Il doppio rapimento, prima a Gaza, poi al confine libanese, ha rotto questa tregua guerreggiata, facendola esplodere. Il tentativo di mediazione egiziano, volto a ottenere il rilascio del soldato rapito da Hamas, e successivamente quello, “indipendente”, di prigionieri palestinesi da Israele, che era stato già accettato dai due governi interessati, è stato bloccato dall’intervento a gamba tesa della Siria su Hamas, che ha suscitato la pubblica protesta di Mubarak. Contestualmente, e non per caso, si apriva il nuovo fronte libanese.
La Siria, seguendo un approccio di lunga data, si proponeva di bloccare la possibile ripresa del negoziato bilaterale israelo-palestinese, dopo che il “documento dei prigionieri”, era stato sottoscritto anche da Hamas, e nuovi spiragli diplomatici erano stati aperti anche da parte israeliana.
A questo scopo Damasco non ha esitato a utilizzare, il leader di Hamas all’estero, per stoppare l’approccio più realistico perseguito, all’interno, dal Premier palestinese Hanieh.
Sul versante libanese, d’altro canto, la Siria, costretta al ritiro dopo l’assassinio di Hariri, vuole dimostrare che il paese è ingovernabile senza la sua presenza.
L’Iran, dal canto suo, ha utilizzato la crisi per distogliere l’attenzione della Comunità internazionale dal suo contestato programma atomico, per riproporsi alla testa della crociata contro “l’Entità sionista” e per riaffermarsi essenziale attore del panorama regionale.
L’asse Hamas –Siria – Hezbollah – Iran ha dunque funzionato a pieno ritmo, allargando di fatto la crisi ad una scala regionale.
D’altronde, in Libano, Israele con il suo ritiro dell’agosto 2000 ha pienamente adempiuto alle risoluzioni del Consiglio di Sicurezza, come è stato ufficialmente riconosciuto dalla stessa ONU. Ma la successiva risoluzione ONU 1559 del 2004 ha chiesto espressamente, oltre al ritiro delle truppe siriane, il disarmo delle milizie armate libanesi, restando peraltro totalmente inapplicata.
Mentre esponenti di Hezbollah sono entrati in Parlamento e nel Governo, le sue milizie si sono attestate lungo il confine con Israele, su cui avrebbe dovuto essere dispiegato l’esercito libanese, ed hanno accumulato migliaia di razzi e di missili a corta e media gittata, con cui in questi giorni sono bersagliate le maggiori città del Nord israeliano, da Haifa a Nazareth.

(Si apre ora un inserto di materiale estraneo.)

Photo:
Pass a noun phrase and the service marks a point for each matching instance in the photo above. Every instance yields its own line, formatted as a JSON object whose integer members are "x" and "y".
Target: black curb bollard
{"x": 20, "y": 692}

Un aspetto particolare ma non secondario della questione è dato dal fatto che la piccola zona delle Fattorie di Shebaa, rimasta sotto controllo israeliano e rivendicate da parte libanese, non sono oggetto di rivendicazione territoriale da parte di Israele, che ne attribuisce la sovranità alla Siria, come anche l’ONU. Le fattorie costituiscono quindi l’oggetto di una disputa interaraba, la cui persistenza fornisce a Hezbollah l’innesco per continuare la lotta contro il nemico sionista.

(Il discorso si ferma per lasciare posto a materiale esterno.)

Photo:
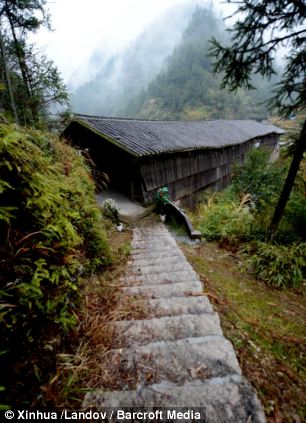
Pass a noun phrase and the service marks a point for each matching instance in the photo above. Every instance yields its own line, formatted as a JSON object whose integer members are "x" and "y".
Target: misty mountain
{"x": 125, "y": 74}
{"x": 186, "y": 88}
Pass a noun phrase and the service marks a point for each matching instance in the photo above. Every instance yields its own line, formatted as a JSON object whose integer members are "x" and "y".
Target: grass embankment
{"x": 265, "y": 325}
{"x": 51, "y": 237}
{"x": 86, "y": 364}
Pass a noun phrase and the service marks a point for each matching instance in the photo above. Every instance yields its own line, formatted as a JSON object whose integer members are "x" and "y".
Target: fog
{"x": 86, "y": 35}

Sarebbe interessante verificare se non sia possibile porre anche le fattorie di Shebaa, quel lembo di terra conteso, sotto il controllo ONU o anche sotto quello congiunto ONU – Lega Araba, in modo da azzerare definitivamente ogni motivo di contenzioso tra Libano e Israele.
Quello che è certo, è che dalla crisi attuale non si esce con un puro e semplice ritorno allo statu quo ante, ma affrontando i nodi, interni ed esterni, che hanno fatto esplodere la crisi.

NOTE SULL'AUTORE 

Janiki Cingoli

Janiki Cingoli si occupa di questioni internazionali dal 1975. Dal 1982 ha iniziato ad occuparsi del conflitto israelo-palestinese, promuovendo le prime occasioni in Italia di dialogo tra israeliani e palestinesi e nel 1989 ha fondato a Milano il Centro Italiano per la Pace in Medio Oriente (CIPMO), che da allora ha diretto fino al 2017 quando ne è stato eletto Presidente.